Les éditions des Syrtes ont eu la bonne idée de rassembler des nouvelles du grand romancier yougoslave Ivo Andrić : qu’ils en soient remerciés.
Le livre est intitulé La chronique de Belgrade (2023), puisque les scènes se passent dans Belgrade au temps des nazis. De là prétendre que l’auteur aurait eu peut-être l’intention de faire de la Ville blanche à cette époque le personnage central d’un livre, ce n’est hélas que tirer sur une ficelle des affaires. Mais peu importe.
Zeko raconte l’évolution psychologique d’un héros ordinaire, très ordinaire de la Résistance.
« Affirmer, comme on l’a écrit, que Belgrade entre 1941 et 1944 était "la ville la plus malheureuse d’Europe", n’est peut-être pas tout à fait exact, mais il n’en demeure pas moins qu’elle fut à cette époque un théâtre où s’enchaînèrent des illustrations du mal et de la bassesse dont les hommes sont capables, mais aussi de grandeur et de beauté. On souffrit, on pâtit physiquement et moralement. Une composante toute minuscule de cette Belgrade-là fut la maison de l’ingénieur rue Tolstojeva. » (p.104)
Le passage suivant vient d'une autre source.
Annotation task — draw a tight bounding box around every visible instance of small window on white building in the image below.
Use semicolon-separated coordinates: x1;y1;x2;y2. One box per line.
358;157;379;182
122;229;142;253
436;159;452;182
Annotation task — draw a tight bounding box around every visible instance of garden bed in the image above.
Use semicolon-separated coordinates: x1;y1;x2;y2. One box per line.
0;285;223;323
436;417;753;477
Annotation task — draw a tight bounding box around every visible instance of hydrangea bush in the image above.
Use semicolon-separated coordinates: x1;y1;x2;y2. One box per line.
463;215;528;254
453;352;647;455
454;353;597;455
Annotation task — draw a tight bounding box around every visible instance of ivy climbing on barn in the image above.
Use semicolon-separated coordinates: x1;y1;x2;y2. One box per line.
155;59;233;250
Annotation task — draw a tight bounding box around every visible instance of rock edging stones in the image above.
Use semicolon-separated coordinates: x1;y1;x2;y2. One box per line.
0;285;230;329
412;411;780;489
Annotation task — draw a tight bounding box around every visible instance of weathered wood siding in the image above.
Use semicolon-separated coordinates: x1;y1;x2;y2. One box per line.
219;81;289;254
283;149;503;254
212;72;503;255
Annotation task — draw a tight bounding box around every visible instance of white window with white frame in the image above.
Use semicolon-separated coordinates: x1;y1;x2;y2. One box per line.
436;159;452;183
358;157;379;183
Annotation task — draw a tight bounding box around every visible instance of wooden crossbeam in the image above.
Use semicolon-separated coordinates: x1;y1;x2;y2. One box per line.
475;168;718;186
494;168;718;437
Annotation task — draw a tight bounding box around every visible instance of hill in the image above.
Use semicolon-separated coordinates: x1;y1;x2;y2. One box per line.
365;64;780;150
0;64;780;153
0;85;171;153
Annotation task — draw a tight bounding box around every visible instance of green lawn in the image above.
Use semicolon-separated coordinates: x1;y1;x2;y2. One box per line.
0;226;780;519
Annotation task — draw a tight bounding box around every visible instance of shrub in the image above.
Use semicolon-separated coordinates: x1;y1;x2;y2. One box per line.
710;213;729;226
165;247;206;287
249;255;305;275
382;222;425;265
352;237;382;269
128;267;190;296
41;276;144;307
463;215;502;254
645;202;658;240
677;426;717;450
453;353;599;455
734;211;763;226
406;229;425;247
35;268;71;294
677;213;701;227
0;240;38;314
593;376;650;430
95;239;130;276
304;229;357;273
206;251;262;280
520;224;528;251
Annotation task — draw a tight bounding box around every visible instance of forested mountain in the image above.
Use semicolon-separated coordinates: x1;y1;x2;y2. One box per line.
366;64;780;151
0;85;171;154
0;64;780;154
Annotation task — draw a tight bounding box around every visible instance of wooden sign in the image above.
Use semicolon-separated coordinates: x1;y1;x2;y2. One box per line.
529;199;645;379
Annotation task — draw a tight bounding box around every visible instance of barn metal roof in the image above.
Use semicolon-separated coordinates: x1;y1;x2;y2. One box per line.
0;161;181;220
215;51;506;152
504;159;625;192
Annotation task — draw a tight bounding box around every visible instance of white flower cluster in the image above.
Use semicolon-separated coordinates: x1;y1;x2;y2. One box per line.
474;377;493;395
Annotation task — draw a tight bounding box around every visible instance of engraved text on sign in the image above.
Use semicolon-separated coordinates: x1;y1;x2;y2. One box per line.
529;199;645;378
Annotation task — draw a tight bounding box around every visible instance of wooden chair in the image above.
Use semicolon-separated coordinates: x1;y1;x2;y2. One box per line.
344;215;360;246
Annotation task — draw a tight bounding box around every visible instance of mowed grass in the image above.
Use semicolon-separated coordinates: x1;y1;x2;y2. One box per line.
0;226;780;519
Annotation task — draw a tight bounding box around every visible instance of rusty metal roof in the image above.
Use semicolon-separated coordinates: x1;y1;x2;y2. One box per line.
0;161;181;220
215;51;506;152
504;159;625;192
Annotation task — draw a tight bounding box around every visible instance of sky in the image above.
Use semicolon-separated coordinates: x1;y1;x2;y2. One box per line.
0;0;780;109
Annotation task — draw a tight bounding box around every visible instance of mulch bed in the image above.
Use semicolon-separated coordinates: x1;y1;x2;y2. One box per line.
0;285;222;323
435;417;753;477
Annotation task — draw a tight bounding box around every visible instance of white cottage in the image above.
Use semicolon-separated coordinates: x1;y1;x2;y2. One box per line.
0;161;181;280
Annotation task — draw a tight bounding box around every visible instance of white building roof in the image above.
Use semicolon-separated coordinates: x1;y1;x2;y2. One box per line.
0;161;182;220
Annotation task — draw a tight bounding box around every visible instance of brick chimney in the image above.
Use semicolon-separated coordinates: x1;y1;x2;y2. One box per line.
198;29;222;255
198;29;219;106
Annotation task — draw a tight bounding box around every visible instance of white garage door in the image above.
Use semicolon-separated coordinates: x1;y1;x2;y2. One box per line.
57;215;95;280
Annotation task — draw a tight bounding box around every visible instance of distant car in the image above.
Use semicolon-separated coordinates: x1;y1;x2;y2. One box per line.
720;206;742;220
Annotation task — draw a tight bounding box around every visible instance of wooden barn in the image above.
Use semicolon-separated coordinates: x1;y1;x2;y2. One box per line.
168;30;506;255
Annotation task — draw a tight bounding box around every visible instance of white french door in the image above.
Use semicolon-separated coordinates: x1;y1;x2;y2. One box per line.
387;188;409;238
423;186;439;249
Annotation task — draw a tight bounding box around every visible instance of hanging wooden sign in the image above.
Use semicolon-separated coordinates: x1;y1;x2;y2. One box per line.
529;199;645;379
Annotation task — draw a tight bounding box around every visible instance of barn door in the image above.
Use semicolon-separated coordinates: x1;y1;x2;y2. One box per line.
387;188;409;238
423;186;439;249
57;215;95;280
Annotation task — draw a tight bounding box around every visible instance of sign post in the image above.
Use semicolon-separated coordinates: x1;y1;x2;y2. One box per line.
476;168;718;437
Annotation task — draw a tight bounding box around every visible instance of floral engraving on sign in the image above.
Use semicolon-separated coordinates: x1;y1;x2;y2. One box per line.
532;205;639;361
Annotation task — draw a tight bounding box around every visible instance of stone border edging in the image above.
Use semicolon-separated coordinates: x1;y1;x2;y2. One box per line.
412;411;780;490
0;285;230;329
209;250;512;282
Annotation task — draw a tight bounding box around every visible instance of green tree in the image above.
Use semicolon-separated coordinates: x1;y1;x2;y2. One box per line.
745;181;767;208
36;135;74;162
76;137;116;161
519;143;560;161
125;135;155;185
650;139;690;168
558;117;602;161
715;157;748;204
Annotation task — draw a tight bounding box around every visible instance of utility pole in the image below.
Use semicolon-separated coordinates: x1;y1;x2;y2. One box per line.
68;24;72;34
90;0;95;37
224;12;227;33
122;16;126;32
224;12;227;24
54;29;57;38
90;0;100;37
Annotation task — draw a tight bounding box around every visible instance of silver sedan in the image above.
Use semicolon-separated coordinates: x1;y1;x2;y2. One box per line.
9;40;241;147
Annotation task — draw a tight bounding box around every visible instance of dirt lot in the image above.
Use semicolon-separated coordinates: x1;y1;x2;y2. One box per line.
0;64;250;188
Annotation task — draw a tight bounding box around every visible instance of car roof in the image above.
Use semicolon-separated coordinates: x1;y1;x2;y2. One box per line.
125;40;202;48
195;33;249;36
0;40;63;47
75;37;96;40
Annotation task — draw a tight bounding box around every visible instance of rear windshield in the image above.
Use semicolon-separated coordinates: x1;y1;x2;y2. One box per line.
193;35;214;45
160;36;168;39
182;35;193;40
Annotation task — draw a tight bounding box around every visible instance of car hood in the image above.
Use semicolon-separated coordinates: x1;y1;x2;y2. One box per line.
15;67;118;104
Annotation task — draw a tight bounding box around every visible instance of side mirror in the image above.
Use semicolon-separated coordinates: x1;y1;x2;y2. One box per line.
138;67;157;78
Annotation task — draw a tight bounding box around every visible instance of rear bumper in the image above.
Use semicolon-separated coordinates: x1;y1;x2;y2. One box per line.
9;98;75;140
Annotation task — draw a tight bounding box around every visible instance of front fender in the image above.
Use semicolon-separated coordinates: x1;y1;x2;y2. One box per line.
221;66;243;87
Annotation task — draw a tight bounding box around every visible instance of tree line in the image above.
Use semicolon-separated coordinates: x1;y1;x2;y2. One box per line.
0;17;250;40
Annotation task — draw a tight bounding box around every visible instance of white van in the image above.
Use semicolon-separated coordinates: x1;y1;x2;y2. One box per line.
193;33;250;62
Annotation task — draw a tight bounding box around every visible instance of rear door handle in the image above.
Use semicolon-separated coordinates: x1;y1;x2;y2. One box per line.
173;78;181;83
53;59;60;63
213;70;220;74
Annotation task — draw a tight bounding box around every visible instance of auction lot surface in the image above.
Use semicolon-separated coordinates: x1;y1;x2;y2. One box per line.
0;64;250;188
Le jour où… est une courte nouvelle qui dessine un autre personnage en train de se libérer de la peur.
« Oui, la vie est possible. Il le sent clairement même si, à chaque instant, l’un de ces sales et derniers obus peut l’emporter, ce que souligne sans ambiguïté la peur qui lui enserre l’estomac, qu’il lit dans les yeux exorbités du jeune ouvrier. Malgré tout, la vie est possible, luxuriante, riche de sens. Jamais elle n’avait été aussi proche, intelligible, possible. » (p.178)
Cher éditeur, pour votre travail, point de justificatif douteux ! Le talent d’Ivo Andrić suffit.